File ~/.pyenv/versions/3.10-dev/envs/trax/lib/python3.10/site-packages/trax/supervised/training.py:294, in Loop.__init__(self, model, tasks, eval_model, eval_tasks, output_dir, checkpoint_at, checkpoint_low_metric, checkpoint_high_metric, permanent_checkpoint_at, eval_at, which_task, n_devices, random_seed, loss_chunk_size, use_memory_efficient_trainer, adasum, callbacks)
289 layer.weights, layer.state = tl.on_cpu(self._unreplicate(
290 _make_weights_and_state_same_across_hosts(
291 self._for_n_devices(weights_and_state))))
293 # Load checkpoint if it exists.
--> 294 self.load_checkpoint()
296 # Prepare eval components.
297 self._eval_at = eval_at or default_at
File ~/.pyenv/versions/3.10-dev/envs/trax/lib/python3.10/site-packages/trax/supervised/training.py:944, in Loop.load_checkpoint(self, directory, filename)
940 for (trainer, slots) in zip(self._trainer_per_task, d['slots_per_task']):
941 matched_flat_slots = _match_by_shape(
942 self._to_bits(_flatten_and_remove_empty(trainer.slots)),
943 _flatten_and_remove_empty(slots))
--> 944 matched_slots, _ = fastmath.tree_unflatten(
945 self._from_bits(matched_flat_slots),
946 trainer.slots, copy_from_tree=[None, ()])
947 trainer.slots = matched_slots
948 self._step = d['step']
File ~/.pyenv/versions/3.10-dev/envs/trax/lib/python3.10/site-packages/trax/fastmath/numpy.py:244, in tree_unflatten(flat, tree, copy_from_tree)
242 new_tree, rest = [], flat
243 for t in tree:
--> 244 new_t, rest = tree_unflatten(rest, t, copy_from_tree=copy_from_tree)

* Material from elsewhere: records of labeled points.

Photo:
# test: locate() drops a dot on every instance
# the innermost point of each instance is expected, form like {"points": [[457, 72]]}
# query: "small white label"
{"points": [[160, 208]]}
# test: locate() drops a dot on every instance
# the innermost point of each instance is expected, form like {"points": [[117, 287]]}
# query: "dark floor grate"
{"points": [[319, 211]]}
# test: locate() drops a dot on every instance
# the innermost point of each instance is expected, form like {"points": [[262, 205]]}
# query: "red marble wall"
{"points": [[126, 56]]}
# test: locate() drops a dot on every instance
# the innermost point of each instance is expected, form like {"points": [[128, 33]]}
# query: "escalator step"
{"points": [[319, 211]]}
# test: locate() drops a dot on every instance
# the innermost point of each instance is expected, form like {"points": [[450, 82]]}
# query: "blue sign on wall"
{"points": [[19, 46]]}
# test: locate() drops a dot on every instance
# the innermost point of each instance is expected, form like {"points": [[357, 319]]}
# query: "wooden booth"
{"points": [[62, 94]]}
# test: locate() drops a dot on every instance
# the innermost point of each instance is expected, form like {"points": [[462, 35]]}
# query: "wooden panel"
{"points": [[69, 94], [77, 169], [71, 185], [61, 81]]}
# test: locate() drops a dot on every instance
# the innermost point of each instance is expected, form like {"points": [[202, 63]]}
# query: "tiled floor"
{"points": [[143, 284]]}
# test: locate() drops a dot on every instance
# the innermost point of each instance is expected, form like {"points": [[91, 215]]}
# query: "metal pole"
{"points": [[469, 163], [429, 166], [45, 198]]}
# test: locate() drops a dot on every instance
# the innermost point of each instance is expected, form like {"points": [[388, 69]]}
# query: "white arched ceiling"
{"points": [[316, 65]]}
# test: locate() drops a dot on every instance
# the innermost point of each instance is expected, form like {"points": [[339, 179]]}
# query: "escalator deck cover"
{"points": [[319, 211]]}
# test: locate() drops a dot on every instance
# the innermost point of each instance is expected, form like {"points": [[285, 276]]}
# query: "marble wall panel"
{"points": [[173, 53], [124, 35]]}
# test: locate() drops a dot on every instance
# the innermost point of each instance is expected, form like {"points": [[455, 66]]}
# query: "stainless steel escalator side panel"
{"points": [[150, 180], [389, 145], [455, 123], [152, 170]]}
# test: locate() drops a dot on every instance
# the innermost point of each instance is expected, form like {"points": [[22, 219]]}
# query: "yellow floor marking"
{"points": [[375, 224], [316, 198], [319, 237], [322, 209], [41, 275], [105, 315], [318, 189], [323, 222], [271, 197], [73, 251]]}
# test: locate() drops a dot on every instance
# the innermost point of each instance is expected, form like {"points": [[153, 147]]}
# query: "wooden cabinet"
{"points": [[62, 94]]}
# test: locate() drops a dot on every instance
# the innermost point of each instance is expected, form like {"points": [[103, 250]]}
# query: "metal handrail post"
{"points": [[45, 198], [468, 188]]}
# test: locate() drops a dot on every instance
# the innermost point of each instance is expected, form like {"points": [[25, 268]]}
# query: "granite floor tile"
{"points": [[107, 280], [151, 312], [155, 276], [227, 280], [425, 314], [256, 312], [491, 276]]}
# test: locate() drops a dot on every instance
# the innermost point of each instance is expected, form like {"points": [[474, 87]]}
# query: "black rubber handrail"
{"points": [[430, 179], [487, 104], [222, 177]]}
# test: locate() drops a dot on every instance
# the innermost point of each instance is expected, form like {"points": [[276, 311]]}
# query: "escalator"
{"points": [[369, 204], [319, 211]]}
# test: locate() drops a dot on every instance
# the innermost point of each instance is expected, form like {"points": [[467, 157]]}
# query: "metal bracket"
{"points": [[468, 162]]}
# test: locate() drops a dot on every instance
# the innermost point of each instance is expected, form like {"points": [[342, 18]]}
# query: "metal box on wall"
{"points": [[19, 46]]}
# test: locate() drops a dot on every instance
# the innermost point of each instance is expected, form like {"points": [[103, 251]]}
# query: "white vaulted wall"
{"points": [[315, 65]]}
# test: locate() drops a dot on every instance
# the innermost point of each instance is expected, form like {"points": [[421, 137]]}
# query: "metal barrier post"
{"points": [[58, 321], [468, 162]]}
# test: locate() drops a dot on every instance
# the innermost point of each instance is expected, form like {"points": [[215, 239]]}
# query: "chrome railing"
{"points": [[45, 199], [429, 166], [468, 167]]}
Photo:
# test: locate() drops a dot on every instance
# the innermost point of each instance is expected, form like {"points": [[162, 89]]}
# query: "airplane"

245 new_tree.append(new_t)
246 new_tree = tuple(new_tree) if isinstance(tree, tuple) else new_tree
File ~/.pyenv/versions/3.10-dev/envs/trax/lib/python3.10/site-packages/trax/fastmath/numpy.py:244, in tree_unflatten(flat, tree, copy_from_tree)
242 new_tree, rest = [], flat
243 for t in tree:
--> 244 new_t, rest = tree_unflatten(rest, t, copy_from_tree=copy_from_tree)
245 new_tree.append(new_t)
246 new_tree = tuple(new_tree) if isinstance(tree, tuple) else new_tree
File ~/.pyenv/versions/3.10-dev/envs/trax/lib/python3.10/site-packages/trax/fastmath/numpy.py:239, in tree_unflatten(flat, tree, copy_from_tree)
216 def tree_unflatten(flat, tree, copy_from_tree=None):
217 """Unflatten a list into a tree given the tree shape as second argument.
218
219 Args:
(...)
237 more were provided than the number of leaves of tree (useful for recursion).
238 """
--> 239 if copy_from_tree is not None and tree in copy_from_tree:
240 return tree, flat
241 if isinstance(tree, (list, tuple)):
File ~/.pyenv/versions/3.10-dev/envs/trax/lib/python3.10/site-packages/jax/_src/numpy/lax_numpy.py:4972, in _defer_to_unrecognized_arg.<locals>.deferring_binary_op(self, other)
4970 return binary_op(*args)
4971 if isinstance(other, _rejected_binop_types):
-> 4972 raise TypeError(f"unsupported operand type(s) for {opchar}: "
4973 f"{type(args[0]).__name__!r} and {type(args[1]).__name__!r}")
4974 return NotImplemented
TypeError: unsupported operand type(s) for ==: 'Array' and 'tuple'
Yesterday I encountered an error like that, a temporary solution can delete the model file that was created, and run again, the error will be gone
I also had this, but I actually would like to be able to load the last checkpoint so deleting the model is not a solution for me. Is there any way to resume training with a saved checkpoint?